Dr Jamie Platts Project Titles
1. Computational Screening of Metal-Based Telomerase Inhibitors.
Abstract: Telomeric DNA and the associated enzyme telomerase are attractive targets for selective anti-cancer drugs, having been described as "a therapeutic target for the third millennium". Human telomeres consist of multiple repeats of the sequence 5'-[TTAGGG]-3', attached to the end of each chromosome, that are designed to protect the chromosome and its genetic data from degradation by environmental effects. In healthy cells, cell division is accompanied by loss of telomeres, such that these have a pre-programmed life span of 20 to 50 divisions. In cancerous cells, however, the ribonucleoprotein telomerase can re-attach the sequence to the chromosome, thus bestowing effective immortality. Transition metal complexes are one class of molecule that show promise as telomerase inhibitors, with metals including platinum, nickel, ruthenium, copper and zinc demonstrating selective inhibition of telomerase at low concentrations. We propose to develop and test molecular modelling approaches that will shed new light onto the mechanism of telomerase inhibition by transition metal complexes.
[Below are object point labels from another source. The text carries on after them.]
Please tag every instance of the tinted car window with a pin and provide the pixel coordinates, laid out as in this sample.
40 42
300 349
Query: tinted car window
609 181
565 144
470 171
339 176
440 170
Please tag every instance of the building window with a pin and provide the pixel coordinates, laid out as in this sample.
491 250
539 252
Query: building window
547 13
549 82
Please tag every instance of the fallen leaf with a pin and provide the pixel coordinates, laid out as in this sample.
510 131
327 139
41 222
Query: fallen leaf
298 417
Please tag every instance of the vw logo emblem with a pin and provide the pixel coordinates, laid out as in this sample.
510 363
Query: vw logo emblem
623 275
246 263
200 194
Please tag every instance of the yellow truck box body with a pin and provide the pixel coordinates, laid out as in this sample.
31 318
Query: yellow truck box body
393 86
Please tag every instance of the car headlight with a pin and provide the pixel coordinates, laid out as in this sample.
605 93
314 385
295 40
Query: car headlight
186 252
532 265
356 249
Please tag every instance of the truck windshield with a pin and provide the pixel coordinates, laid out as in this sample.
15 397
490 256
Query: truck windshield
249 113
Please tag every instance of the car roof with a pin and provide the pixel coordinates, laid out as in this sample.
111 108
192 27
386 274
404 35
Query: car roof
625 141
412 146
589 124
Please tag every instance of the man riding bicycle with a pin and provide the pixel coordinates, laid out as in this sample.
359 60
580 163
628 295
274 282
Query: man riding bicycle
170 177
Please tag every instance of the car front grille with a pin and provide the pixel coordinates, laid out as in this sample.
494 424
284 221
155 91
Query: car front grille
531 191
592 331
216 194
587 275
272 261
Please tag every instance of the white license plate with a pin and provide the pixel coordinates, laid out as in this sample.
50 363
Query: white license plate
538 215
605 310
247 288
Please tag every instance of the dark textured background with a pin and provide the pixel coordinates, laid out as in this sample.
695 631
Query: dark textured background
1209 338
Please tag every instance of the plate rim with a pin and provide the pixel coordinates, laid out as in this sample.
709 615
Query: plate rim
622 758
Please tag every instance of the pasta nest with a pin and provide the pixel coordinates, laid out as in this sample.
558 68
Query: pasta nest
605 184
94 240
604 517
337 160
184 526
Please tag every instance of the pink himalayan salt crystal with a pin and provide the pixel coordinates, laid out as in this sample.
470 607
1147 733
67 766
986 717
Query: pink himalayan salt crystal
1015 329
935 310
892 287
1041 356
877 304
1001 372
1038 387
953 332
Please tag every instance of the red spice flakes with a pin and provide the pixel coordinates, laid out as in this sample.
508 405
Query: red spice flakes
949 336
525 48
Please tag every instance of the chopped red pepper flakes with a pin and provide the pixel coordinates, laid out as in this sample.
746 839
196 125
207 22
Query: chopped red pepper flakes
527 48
Accurate quantum mechanical methods will be used for detailed study of potential binding modes of transition metal complexes to models of telomeric DNA and telomerase RNA, allowing us to probe the effects of varying complex structure on binding. Data from these studies will also allow us to test and refine parameters for faster empirical methods to treat transition metals, such that much larger systems and their dynamical behaviour can be modelled. By monitoring structural properties over multiple snapshots of thermal motion, we will obtain comprehensive detail on the effect of metallation on telomere structures and hence illuminate a number of important but unanswered questions regarding metal complexes as telomerase inhibitors. Models of activity will also be sought by quantitative structure-activity relation (QSAR) methods, relating calculated properties to activities from in vivo and in vitro assays using appropriate statistical techniques.